---
# Basic Usage

Transform a résumé file (PDF) into structured data (JSON).

In [1]:
from pprint import pprint

import msvdd_bloc.resumes

In [2]:
filepath = msvdd_bloc.ROOT_DIR.joinpath("tests", "data", "fake-resume.pdf")

In [3]:
resume_text = msvdd_bloc.resumes.extract_text_from_pdf(str(filepath))
print(resume_text)

fake-resume


JOHN DOE 
123-456-7890    |    john.doe@fake.com    |    123 Fake St. Apt 456, Fake City, BS 78910 

SUMMARY 
Hard-working, self-motivated individual seeking a position in the field of data science to 
develop my professional skills and do good in the world. 

EXPERIENCE 

Senior Data Scientist,  Bloc;  Chicago, IL    |    Aug 2019 – Present 

• Led a team of volunteers to hack on a data project that proved trickier than anticipated 

• Developed code to generate fake data and train real models to parse résumé, then 
wrote documentation, tests, and scripts for successful usage of project outputs 

Data Scientist,  Datakind;  New York, NY    |    Mar. 2015 – Aug. 2019 

Data do-gooder who just can’t say no to Jake Porway.

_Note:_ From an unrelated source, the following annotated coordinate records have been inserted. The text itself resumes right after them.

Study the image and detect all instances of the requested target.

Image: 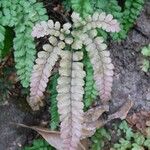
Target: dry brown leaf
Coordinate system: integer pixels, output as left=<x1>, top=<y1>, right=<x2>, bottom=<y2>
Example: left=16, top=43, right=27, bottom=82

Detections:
left=82, top=100, right=133, bottom=138
left=17, top=124, right=63, bottom=150
left=14, top=101, right=133, bottom=150
left=126, top=110, right=150, bottom=135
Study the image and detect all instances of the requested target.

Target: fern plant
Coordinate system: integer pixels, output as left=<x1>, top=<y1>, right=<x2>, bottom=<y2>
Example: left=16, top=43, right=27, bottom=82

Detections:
left=64, top=0, right=144, bottom=41
left=142, top=44, right=150, bottom=72
left=48, top=73, right=59, bottom=130
left=0, top=0, right=48, bottom=87
left=28, top=12, right=120, bottom=150
left=110, top=121, right=150, bottom=150
left=22, top=139, right=55, bottom=150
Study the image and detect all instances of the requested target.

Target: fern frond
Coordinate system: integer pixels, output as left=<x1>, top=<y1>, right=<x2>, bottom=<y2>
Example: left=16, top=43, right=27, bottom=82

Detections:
left=71, top=12, right=120, bottom=32
left=83, top=51, right=98, bottom=108
left=0, top=25, right=5, bottom=62
left=48, top=73, right=59, bottom=130
left=23, top=139, right=54, bottom=150
left=57, top=51, right=85, bottom=150
left=0, top=0, right=48, bottom=87
left=86, top=37, right=114, bottom=102
left=71, top=0, right=93, bottom=17
left=141, top=44, right=150, bottom=72
left=28, top=44, right=60, bottom=110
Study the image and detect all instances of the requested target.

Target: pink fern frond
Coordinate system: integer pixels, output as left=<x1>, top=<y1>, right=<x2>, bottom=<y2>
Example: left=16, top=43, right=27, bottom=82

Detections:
left=28, top=44, right=60, bottom=110
left=72, top=12, right=120, bottom=32
left=57, top=51, right=85, bottom=150
left=85, top=37, right=114, bottom=102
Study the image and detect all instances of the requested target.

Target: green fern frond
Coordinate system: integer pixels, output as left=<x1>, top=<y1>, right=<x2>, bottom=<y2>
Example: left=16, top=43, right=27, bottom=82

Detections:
left=83, top=51, right=98, bottom=109
left=48, top=73, right=59, bottom=130
left=0, top=0, right=48, bottom=87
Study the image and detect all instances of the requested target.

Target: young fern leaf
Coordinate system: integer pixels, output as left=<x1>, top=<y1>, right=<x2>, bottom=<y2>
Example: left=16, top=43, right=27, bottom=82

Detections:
left=57, top=51, right=85, bottom=150
left=72, top=12, right=120, bottom=32
left=83, top=51, right=98, bottom=109
left=85, top=37, right=114, bottom=103
left=48, top=73, right=60, bottom=130
left=28, top=44, right=60, bottom=110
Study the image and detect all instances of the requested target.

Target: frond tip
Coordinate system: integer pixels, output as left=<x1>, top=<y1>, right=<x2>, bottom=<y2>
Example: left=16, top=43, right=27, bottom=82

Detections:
left=57, top=51, right=85, bottom=150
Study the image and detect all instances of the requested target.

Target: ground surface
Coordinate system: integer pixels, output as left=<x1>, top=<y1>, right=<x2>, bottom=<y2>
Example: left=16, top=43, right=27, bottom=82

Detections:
left=0, top=2, right=150, bottom=150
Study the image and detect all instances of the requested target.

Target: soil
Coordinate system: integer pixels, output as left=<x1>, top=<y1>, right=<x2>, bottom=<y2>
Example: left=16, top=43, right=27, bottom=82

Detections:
left=0, top=2, right=150, bottom=150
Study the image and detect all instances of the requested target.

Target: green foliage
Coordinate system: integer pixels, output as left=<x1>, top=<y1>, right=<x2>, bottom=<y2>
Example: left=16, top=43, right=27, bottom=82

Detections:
left=111, top=121, right=150, bottom=150
left=91, top=128, right=111, bottom=150
left=0, top=0, right=48, bottom=87
left=48, top=73, right=59, bottom=130
left=83, top=51, right=98, bottom=109
left=2, top=27, right=15, bottom=58
left=112, top=0, right=144, bottom=39
left=142, top=44, right=150, bottom=72
left=64, top=0, right=93, bottom=17
left=23, top=139, right=55, bottom=150
left=64, top=0, right=144, bottom=41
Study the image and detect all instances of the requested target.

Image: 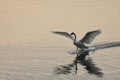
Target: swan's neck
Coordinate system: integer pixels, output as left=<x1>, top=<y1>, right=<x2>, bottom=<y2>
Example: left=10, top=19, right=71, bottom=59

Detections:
left=73, top=33, right=76, bottom=43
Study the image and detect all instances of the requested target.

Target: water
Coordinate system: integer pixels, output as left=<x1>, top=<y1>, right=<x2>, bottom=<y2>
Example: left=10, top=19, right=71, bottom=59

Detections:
left=0, top=0, right=120, bottom=80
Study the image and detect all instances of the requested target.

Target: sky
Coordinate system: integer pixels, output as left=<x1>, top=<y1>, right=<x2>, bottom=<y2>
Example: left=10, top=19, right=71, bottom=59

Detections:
left=0, top=0, right=120, bottom=45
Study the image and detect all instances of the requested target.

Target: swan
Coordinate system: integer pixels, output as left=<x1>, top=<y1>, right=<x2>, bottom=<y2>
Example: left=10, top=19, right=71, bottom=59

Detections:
left=52, top=30, right=101, bottom=50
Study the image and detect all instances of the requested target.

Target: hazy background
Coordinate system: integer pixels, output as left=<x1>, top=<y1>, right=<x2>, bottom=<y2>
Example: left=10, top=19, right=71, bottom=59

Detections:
left=0, top=0, right=120, bottom=80
left=0, top=0, right=120, bottom=45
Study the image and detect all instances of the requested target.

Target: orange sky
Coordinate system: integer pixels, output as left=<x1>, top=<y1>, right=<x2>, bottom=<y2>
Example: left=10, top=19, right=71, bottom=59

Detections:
left=0, top=0, right=120, bottom=44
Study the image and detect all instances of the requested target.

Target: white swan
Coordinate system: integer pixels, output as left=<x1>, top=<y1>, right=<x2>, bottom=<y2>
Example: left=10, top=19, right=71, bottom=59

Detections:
left=52, top=30, right=101, bottom=50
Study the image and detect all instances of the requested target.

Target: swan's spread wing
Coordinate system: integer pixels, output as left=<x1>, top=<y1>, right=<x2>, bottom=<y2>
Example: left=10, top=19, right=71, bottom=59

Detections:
left=52, top=31, right=74, bottom=40
left=69, top=42, right=120, bottom=54
left=81, top=30, right=101, bottom=44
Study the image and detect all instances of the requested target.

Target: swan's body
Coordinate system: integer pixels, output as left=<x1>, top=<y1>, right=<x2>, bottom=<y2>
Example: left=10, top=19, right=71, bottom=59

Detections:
left=52, top=30, right=101, bottom=50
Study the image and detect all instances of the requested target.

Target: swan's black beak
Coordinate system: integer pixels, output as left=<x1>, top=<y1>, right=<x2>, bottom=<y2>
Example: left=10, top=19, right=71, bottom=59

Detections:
left=70, top=32, right=74, bottom=35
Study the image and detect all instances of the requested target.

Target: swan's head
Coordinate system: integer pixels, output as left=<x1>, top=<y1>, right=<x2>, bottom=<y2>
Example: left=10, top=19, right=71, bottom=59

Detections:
left=70, top=32, right=75, bottom=35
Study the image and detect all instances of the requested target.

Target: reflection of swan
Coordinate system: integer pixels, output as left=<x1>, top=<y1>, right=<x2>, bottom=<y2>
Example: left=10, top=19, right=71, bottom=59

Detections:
left=52, top=30, right=101, bottom=49
left=69, top=42, right=120, bottom=61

Contributed to many projects in 
many roles, from Data Creative scoping out potential work to event photographer at one 
of DataKind’s biggest gatherings ever. 

EDUCATION 
University of Fake State – Fake City    |    Sep 2007 - Aug 2012 

Ph.D. in Physic

In [4]:
resume_data = msvdd_bloc.resumes.parse_text(resume_text)
pprint(resume_data, width=120)

{'basics': {'email': 'john.doe@fake.com',
            'location': {'address': '123 Fake St. Apt 456',
                         'city': 'Fake City',
                         'postal_code': '78910',
                         'region': 'BS'},
            'name': 'JOHN DOE',
            'phone': '123-456-7890',
            'summary': 'Hard-working, self-motivated individual seeking a position in the field of data science to\n'
                       'develop my professional skills and do good in the world.'},
 'education': [{'area': 'Physics; Minor in Applied Math',
                'end_date': 'Aug 2012',
                'institution': 'University of Fake State – Fake City',
                'start_date': 'Sep 2007',
                'study_type': 'Ph.D.'},
               {'area': 'Computer Engineering',
                'courses': ['Data Structures & Algorithms',
                            'Database Administration',
                            'Coding 101',
                            'Explo

---

# How it Works

Under the hood, the extracted résumé text is first cleaned up and standardized, then split into lines that are associated with a particular section, such as "basics" or "education". Each section's lines is then tokenized into constituent words, featurized into sequences of numeric and categorical features, then individually tagged with labels such as "name" or "institution". These sequences of labeled tokens are then parsed into structured data, which often involves filtering out "junk" tokens and combining like adjacent tokens into contiguous text strings, such as "JOHN DOE" and "University of Fake State – Fake City". Lastly, the resulting data is validated according to a declared schema.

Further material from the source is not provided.